November 1, 2018

Congratulations! You’ve finally left him. Let us all slow clap as you ignore his messages and block him on social media.


Mixed feelings take over your body. You feel heartbroken. You feel angry. You feel disappointed. You feel proud of yourself and excited to start your new life without him. Most of all, you feel petty. Petty Wap. Petty Labelle. Blac Chyna.


Source: Urban Dictionary


Yes, petty. You can’t wait to go to the club and post photos of your half naked ass on social media to make your ex mad. You channel your inner LaLa Anthony at the mall and purchase every see-through blouse, skirt, and dress in sight. All the emotional eating you’ve been doing to feed your broken heart has caught up to your thighs.
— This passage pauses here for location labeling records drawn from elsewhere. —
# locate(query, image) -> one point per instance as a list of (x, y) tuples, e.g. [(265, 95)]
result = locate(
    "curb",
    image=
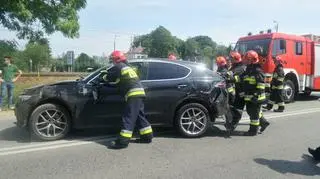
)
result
[(6, 114)]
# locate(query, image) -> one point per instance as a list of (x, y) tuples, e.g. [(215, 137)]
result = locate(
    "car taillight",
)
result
[(220, 84)]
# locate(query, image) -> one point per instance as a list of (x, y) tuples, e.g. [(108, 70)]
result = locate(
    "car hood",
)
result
[(38, 87)]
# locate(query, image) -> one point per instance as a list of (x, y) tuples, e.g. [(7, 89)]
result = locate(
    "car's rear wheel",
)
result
[(192, 120), (289, 91), (49, 122)]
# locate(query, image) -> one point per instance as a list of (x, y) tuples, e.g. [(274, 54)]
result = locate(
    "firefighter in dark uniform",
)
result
[(228, 76), (254, 88), (238, 68), (127, 80), (315, 153), (277, 92)]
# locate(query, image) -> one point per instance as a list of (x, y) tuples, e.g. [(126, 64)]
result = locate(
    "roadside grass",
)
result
[(27, 82)]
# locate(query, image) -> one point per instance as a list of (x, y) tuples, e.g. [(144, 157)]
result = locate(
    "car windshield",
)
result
[(95, 73), (260, 46)]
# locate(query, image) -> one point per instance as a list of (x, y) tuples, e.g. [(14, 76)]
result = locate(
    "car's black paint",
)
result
[(94, 104)]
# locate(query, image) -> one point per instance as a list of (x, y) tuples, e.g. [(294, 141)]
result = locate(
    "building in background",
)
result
[(136, 53), (312, 37)]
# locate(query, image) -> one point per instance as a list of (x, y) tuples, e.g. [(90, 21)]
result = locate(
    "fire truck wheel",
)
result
[(289, 91)]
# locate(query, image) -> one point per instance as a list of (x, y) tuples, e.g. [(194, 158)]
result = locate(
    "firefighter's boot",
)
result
[(280, 109), (263, 124), (144, 139), (268, 107), (253, 131), (119, 144)]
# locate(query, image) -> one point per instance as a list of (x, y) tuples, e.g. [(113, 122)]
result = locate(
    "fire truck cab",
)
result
[(301, 56)]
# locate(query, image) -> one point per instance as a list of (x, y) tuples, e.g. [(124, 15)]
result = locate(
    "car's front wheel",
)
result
[(49, 122), (192, 120)]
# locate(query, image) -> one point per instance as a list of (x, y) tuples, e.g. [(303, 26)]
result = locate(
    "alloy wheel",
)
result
[(193, 121), (51, 123)]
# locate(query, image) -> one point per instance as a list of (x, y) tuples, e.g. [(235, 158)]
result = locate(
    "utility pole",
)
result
[(114, 41), (277, 25)]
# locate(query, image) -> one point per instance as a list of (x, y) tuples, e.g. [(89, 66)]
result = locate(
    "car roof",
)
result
[(165, 60)]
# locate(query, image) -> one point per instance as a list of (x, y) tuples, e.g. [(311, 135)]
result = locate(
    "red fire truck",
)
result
[(301, 55)]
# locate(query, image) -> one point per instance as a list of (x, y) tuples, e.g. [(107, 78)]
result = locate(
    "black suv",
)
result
[(182, 94)]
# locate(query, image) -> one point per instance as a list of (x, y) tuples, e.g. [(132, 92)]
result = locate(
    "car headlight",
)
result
[(24, 97)]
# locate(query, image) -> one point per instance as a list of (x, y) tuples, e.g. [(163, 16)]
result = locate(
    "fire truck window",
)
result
[(279, 47), (298, 48)]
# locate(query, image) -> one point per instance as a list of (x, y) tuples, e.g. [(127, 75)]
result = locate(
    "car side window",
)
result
[(279, 47), (298, 48), (161, 71), (142, 69)]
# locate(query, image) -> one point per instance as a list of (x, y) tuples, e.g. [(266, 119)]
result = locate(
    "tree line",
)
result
[(160, 43), (36, 56)]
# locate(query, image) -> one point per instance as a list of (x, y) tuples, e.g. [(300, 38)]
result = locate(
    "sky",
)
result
[(223, 20)]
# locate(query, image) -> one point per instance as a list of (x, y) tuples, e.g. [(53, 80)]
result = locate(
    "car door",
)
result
[(104, 105), (166, 84)]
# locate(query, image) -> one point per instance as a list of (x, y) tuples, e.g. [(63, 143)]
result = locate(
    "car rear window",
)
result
[(161, 71)]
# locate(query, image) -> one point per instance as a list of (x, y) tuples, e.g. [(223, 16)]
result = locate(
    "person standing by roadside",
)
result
[(7, 79)]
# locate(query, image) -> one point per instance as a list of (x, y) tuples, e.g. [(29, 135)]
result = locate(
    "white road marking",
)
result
[(59, 142), (53, 147), (85, 141), (296, 113)]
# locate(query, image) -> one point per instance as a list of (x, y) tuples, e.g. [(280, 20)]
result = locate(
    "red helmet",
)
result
[(117, 56), (221, 61), (236, 57), (278, 59), (252, 56), (172, 57)]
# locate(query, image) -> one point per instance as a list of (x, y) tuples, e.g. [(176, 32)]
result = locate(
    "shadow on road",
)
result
[(307, 166), (307, 98), (15, 134)]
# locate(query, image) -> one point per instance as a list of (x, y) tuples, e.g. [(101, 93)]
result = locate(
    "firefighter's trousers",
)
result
[(237, 109), (254, 111), (134, 116), (276, 97)]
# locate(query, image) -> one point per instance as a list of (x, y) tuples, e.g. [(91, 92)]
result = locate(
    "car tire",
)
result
[(51, 119), (289, 91), (188, 123)]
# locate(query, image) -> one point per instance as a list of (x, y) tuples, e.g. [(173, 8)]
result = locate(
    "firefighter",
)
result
[(172, 57), (277, 92), (254, 88), (126, 79), (228, 76), (238, 68), (315, 153)]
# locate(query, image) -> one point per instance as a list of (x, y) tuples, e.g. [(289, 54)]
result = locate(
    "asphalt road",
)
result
[(281, 152)]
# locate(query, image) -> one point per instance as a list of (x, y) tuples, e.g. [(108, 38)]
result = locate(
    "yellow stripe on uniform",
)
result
[(261, 86), (255, 122), (115, 82), (236, 78), (277, 87), (135, 92), (262, 97), (251, 80), (231, 89), (129, 71), (280, 79), (126, 133), (146, 130)]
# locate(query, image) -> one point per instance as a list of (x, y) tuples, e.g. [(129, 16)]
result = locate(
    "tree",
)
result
[(32, 19), (83, 62), (205, 41), (38, 53), (145, 41), (180, 47), (162, 43), (7, 48), (192, 49)]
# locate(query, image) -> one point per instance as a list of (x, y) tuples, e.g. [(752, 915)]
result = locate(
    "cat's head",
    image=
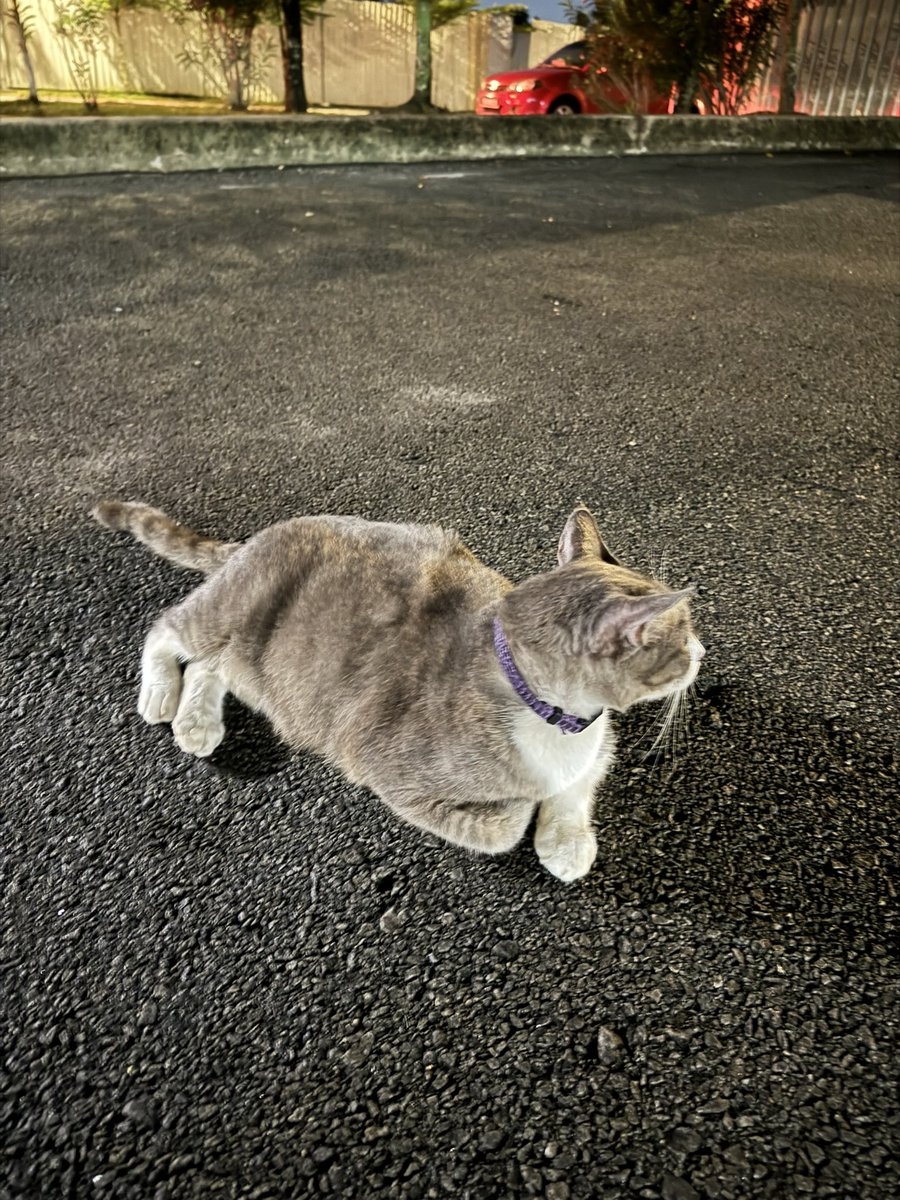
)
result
[(617, 636)]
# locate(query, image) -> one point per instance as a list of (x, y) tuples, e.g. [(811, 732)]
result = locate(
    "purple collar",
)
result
[(549, 713)]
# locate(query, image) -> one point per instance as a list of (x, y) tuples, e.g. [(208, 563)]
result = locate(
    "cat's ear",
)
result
[(625, 623), (581, 539)]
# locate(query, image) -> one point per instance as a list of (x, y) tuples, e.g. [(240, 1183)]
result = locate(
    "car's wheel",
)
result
[(564, 106)]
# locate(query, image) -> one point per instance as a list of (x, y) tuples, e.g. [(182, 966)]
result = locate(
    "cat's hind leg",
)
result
[(198, 725), (161, 673)]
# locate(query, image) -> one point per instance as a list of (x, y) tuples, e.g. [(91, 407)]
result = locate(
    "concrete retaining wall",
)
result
[(39, 147)]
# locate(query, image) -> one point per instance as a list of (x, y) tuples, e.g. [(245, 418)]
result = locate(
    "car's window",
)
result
[(574, 55)]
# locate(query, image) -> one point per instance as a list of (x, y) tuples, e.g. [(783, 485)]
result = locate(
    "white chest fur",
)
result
[(561, 761)]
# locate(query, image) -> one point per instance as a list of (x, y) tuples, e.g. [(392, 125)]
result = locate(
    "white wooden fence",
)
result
[(361, 53), (357, 53)]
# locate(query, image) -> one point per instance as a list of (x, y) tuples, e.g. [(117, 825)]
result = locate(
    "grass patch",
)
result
[(115, 103), (69, 103)]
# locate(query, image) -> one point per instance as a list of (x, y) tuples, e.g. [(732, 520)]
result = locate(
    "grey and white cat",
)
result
[(463, 701)]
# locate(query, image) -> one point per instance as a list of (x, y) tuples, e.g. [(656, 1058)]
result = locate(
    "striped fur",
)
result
[(165, 537)]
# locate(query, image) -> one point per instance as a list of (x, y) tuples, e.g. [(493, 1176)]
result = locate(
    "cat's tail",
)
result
[(165, 537)]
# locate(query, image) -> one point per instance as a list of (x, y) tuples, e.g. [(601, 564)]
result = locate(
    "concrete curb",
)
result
[(37, 147)]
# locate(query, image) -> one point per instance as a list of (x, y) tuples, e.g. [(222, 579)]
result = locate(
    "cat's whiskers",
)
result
[(672, 729)]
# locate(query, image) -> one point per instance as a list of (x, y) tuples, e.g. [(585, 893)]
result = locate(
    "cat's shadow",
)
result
[(251, 748)]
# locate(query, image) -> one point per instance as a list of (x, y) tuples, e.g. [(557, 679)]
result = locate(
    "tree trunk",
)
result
[(687, 91), (22, 39), (292, 57), (787, 66), (421, 96)]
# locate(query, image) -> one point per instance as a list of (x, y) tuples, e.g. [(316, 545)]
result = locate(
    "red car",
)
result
[(553, 87)]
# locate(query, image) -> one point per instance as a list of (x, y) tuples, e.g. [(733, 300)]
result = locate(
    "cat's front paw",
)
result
[(197, 736), (157, 702), (567, 852)]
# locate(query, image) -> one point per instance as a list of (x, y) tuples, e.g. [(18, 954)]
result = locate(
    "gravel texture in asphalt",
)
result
[(244, 978)]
Depending on where you angle your cell phone camera, you’re either fat as hell or slim thick with your cute ass.


At the club, you only take photos on your slim thick side. A decent looking man comes up behind you on the dance floor, expecting you to twerk for him like a free stripper. You dance on him like your life depends on it as your petty friend quickly snaps photos of you and sends them to your phone. As soon as she’s completed her task, you tell the decent looking man to get the hell off of you and turn down his request for your number. You spend the rest of the night, wondering what your ex is doing as you two step to the bar.
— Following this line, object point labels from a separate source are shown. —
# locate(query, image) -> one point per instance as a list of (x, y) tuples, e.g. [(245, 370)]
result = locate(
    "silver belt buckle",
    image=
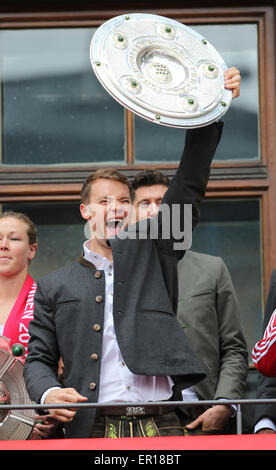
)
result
[(135, 410)]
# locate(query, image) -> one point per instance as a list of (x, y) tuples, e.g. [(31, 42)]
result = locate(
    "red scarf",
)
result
[(16, 326)]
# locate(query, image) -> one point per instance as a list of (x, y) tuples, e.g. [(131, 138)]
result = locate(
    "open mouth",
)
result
[(114, 226)]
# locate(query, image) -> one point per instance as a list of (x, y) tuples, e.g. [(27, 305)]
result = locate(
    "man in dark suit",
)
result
[(71, 303), (111, 314), (209, 314)]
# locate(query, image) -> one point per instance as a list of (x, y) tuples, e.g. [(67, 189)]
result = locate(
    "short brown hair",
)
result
[(31, 228), (149, 177), (103, 173)]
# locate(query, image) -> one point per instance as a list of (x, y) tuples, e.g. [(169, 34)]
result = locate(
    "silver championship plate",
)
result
[(161, 70), (14, 425)]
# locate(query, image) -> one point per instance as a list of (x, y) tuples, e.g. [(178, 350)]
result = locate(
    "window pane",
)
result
[(231, 230), (54, 110), (238, 45)]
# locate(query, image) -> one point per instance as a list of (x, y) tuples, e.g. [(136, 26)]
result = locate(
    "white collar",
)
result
[(100, 262)]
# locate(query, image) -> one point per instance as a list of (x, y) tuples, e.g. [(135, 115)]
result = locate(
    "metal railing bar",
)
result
[(125, 404)]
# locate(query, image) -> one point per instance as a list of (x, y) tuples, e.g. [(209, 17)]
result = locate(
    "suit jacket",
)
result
[(69, 304), (267, 385), (209, 313)]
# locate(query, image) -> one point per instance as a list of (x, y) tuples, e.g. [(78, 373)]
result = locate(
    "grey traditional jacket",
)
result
[(69, 303), (209, 314)]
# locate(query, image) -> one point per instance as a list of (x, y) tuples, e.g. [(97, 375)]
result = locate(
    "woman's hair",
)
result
[(31, 228)]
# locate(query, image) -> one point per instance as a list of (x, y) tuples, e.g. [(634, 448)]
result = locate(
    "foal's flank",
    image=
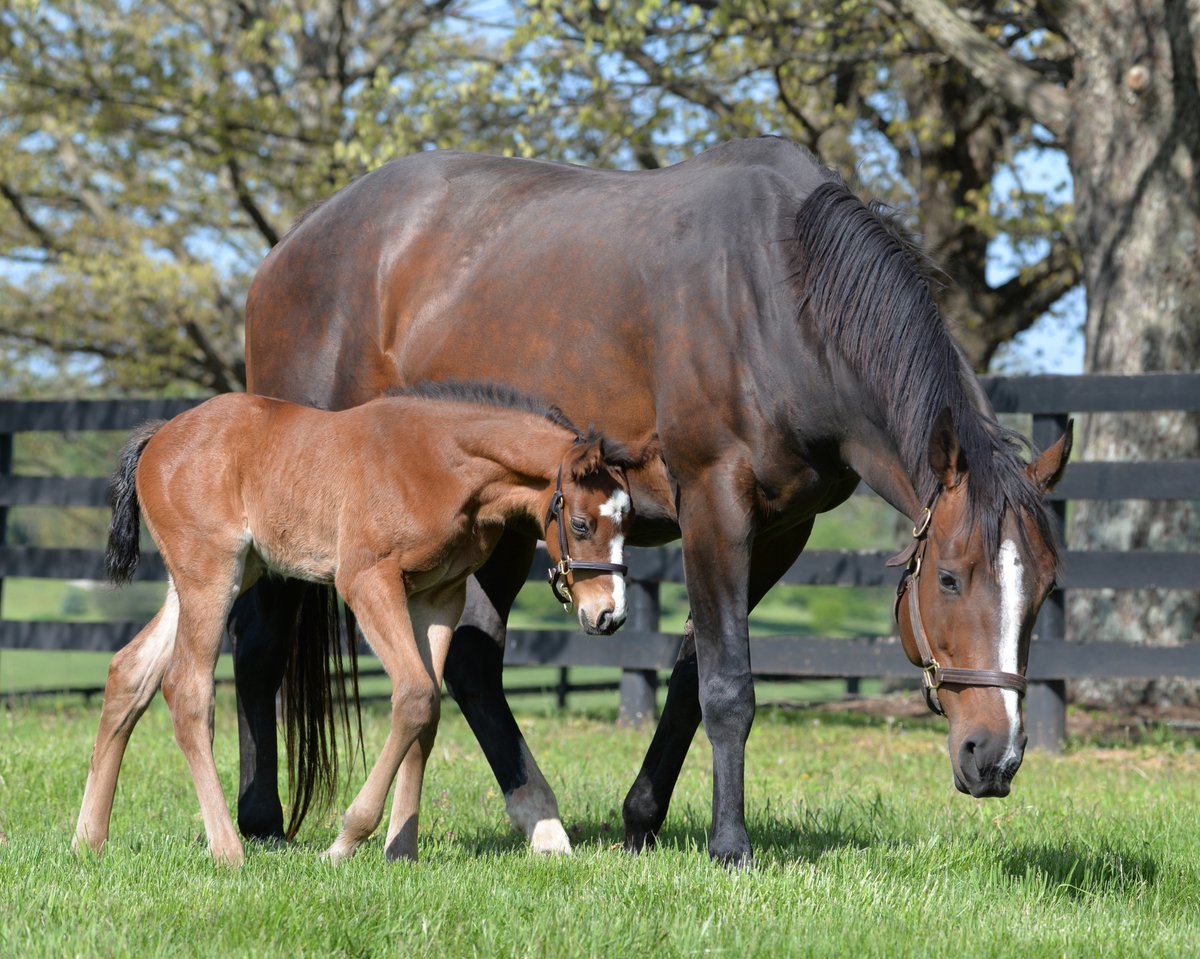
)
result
[(395, 503)]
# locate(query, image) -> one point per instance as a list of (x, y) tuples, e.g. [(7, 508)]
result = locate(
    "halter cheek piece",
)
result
[(934, 675), (561, 579)]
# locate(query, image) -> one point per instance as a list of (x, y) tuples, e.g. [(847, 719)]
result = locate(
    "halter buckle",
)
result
[(923, 526)]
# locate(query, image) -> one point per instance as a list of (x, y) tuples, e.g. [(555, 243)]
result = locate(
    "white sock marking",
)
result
[(616, 509), (1012, 606)]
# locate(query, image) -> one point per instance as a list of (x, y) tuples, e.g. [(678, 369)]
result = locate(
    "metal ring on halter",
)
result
[(561, 573), (934, 675)]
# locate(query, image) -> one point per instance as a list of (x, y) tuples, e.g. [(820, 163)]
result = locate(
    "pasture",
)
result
[(862, 847)]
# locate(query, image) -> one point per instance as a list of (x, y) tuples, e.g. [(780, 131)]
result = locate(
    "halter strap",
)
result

The next morning, you upload the photos to your social media with captions that read, “Enjoying life” and “Just another Friday night.” Then, you crawl back into bed, thinking about your ex. You secretly hope he sees the photos even though you’ve told everyone, “I don’t care about him!”
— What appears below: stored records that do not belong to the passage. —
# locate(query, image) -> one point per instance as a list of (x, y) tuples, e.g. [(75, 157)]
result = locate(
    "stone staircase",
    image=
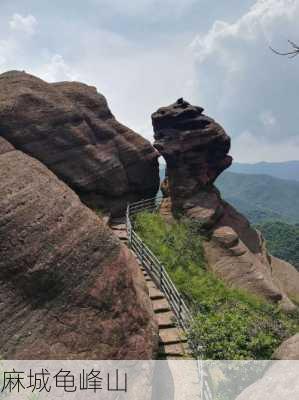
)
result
[(173, 343)]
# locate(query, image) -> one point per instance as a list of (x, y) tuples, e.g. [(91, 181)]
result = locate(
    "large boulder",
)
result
[(69, 127), (68, 288), (196, 151)]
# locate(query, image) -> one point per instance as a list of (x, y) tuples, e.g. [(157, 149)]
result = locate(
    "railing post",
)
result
[(161, 276), (142, 253)]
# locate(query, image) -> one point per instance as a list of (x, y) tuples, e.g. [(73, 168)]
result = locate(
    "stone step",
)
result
[(155, 294), (119, 227), (171, 336), (165, 319), (120, 234), (178, 350), (161, 305), (150, 284), (117, 221)]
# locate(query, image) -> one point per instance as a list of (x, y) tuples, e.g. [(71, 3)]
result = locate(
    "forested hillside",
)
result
[(282, 240)]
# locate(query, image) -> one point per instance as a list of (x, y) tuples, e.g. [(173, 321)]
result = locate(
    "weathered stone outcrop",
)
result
[(196, 151), (69, 128), (68, 288)]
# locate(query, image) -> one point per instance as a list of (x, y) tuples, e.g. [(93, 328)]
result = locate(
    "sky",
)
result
[(144, 54)]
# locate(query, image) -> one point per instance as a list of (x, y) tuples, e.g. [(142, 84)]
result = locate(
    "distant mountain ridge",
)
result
[(261, 197), (283, 170)]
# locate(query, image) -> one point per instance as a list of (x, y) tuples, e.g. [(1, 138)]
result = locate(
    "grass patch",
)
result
[(229, 323)]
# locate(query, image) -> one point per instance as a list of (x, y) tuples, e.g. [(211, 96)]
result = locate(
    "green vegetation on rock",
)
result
[(282, 240), (229, 323)]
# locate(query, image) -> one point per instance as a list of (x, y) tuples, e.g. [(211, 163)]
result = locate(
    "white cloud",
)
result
[(268, 119), (243, 84), (152, 9), (56, 69), (250, 148), (26, 24)]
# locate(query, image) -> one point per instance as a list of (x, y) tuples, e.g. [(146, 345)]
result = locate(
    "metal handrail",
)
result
[(152, 264), (160, 276)]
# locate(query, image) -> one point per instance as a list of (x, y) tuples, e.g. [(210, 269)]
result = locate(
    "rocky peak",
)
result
[(69, 127), (194, 146), (195, 149)]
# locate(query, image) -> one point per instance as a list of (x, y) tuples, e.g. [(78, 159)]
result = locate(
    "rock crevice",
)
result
[(196, 149)]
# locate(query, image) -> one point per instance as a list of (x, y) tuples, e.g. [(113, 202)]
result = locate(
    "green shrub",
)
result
[(229, 323)]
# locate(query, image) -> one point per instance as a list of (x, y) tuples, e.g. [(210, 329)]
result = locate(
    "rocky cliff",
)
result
[(196, 151), (69, 127), (68, 288)]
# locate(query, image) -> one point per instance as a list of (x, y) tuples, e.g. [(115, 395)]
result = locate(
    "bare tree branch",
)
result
[(291, 54)]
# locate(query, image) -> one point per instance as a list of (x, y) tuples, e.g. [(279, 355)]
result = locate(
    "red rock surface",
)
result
[(69, 127), (68, 288), (196, 150)]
Being petty won’t give you closure.


I’ve posted photos to my social media to prove that I was alright. Drunken nights at clubs with guys who wanted to touch my body, made me feel good for a moment. The photos we took documented my transition into singlehood but failed to capture my true feelings. Behind every smile was rage for the guy that broke my heart. I looked at photos thinking, “Damn, I look good!” followed by, “How could he not want to be with this?”



I wanted my ex to pay for mistreating me. I wanted him to feel what I felt on the nights I stayed home, waiting for him while he was at the club with his homies. I thought of the times I asked to join him, his response always being, “It’s just me and the guys tonight, bae.” I wanted him to feel the frustration I felt when I’d find photos of him with girls he happened to link up with when he went out with “the guys”.


So, I went out to the same clubs he went to, taking photos of what looked like a good time with my girls. I posted the photos out of spite as if the only person who’d see them on the World Wide Web was him. He responded a couple of times in messages saying, “Oh, I see you’re going out now.” He would ask who I was with and which guys tried to talk to me. In response I would say, “It’s none of your business” and “You’re not my boyfriend anymore. You should have thought of that when you were with me.”


For a moment, the feeling was satisfying. He was jealous. It felt good. Then, it felt horrible all at once.


It felt horrible because it wasn’t me. Hurting someone for my own satisfaction was out of character even if they hurt me first. I was trying to move on from him and the complicated feelings that came with my love for him but there I was, perpetuating more pain between the two of us. There I was encouraging his constant contact with me when I knew communication just made the process of leaving him more difficult.


I was showcasing a false image of myself on social media for attention. I received the wrong attention from guys requesting my phone number and dates. I didn’t want them. I just wanted closure.


Being petty didn’t give me closure. Even after my ex responded with a lengthy apology, I wasn’t satisfied. I was denying my feelings by pretending they didn't exist. I went out more. I found distractions to keep me from my pain. But, denying my feelings also meant postponing my healing.


I found closure when I discovered healthy ways to heal that didn't involve my ex.


I’ve learned that closure won't come from the person that hurt you. It starts with your willingness to move on from the pain. It’s taking your time. Closure is the ability to reflect on your past, choosing to learn from the things you can't go back and change. It’s finding the victory in overcoming your heartbreak.

So, you can keep posting photos to Facebook and angry Tweets on Twitter. You can continue to put your private love life on blast for the world to see. You can stay in contact with your ex, instigating dramatic arguments just to have a small piece of him exist in your life.


You can be petty or you can admit to your pain. You can face your feelings head on and allow yourself time to grieve your broken relationship. There is nothing more satisfying than hearing your ex say, "Oh, I see you doing well now. What's up?" It's even more satisfying to walk away with your head held high, at peace with yourself and your ability to move on.